Linux Tutorials

How to solve abrtd doesn’t belong to any package and ProcessUnpackaged is set to ‘no’

Have you encountered the error message “abrtd doesn’t belong to any package and ProcessUnpackaged is set to ‘no’” on your CentOS or Red Hat Linux system?. Automatic Bug Reporting Tool,  abbreviated as ABRT, consists of the abrtd daemon and a number of system services and utilities to process, analyze, and report detected problems.

Original content from computingforgeeks.com - post 4112

The abrtd daemon always runs in the background and springs into action when an application crashes or a kernel oops is detected to collect the relevant problem data such as a core file if there is one, the crashing application’s command-line parameters, and other data of forensic utility.

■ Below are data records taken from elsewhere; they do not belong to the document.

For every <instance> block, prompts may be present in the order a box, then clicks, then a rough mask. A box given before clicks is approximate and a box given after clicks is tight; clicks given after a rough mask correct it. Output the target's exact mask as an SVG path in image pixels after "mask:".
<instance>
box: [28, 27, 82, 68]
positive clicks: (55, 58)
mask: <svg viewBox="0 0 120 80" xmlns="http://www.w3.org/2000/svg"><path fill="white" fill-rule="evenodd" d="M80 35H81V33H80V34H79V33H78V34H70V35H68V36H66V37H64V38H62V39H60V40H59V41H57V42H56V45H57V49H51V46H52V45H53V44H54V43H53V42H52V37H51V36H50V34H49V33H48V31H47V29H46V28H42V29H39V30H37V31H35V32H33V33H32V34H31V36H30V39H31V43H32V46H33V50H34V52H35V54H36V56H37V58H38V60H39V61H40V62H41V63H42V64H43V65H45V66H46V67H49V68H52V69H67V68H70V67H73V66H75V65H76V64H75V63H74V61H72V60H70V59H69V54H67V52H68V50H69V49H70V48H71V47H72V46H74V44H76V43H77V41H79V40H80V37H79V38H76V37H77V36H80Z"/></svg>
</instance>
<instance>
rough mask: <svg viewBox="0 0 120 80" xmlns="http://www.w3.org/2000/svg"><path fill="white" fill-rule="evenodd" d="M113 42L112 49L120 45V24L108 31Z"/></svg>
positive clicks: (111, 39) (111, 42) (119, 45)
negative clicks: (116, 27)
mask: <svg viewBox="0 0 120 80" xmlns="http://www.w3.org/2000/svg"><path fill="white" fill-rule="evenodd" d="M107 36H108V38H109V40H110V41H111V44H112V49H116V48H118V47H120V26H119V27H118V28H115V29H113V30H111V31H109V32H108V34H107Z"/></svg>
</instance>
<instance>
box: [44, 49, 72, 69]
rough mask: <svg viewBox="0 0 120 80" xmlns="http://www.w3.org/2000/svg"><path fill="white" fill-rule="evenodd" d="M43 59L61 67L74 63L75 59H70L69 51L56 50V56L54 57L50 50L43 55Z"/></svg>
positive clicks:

The path where the problems  detected are logged is:

/var/spool/abrt - (CentOS 6)
/var/tmp/abrt - (CentOS 7)

Note you may need to install ABRT CentOS 7 by running the command:

sudo yum install abrt-cli

The aforementioned error message means abrtd cannot create the core of a program which does not belong to any package. This means a process that crashed has an executable  which does not belong to any package

To solve this limitation, you need to edit the file

sudo vim /etc/abrt/abrt-action-save-package-data.conf

Then change the parameter ProcessUnpackaged  to yes

# Process crashes in executables which do not belong to any package?
#
ProcessUnpackaged = yes

Restart abrtd service after making the change

sudo systemctl restart abrtd  # CentOS 7,x
sudo service abrtd restart    # CentOS 6.x

That’s all, ABRT should now be able to create the core of a program when it crashes.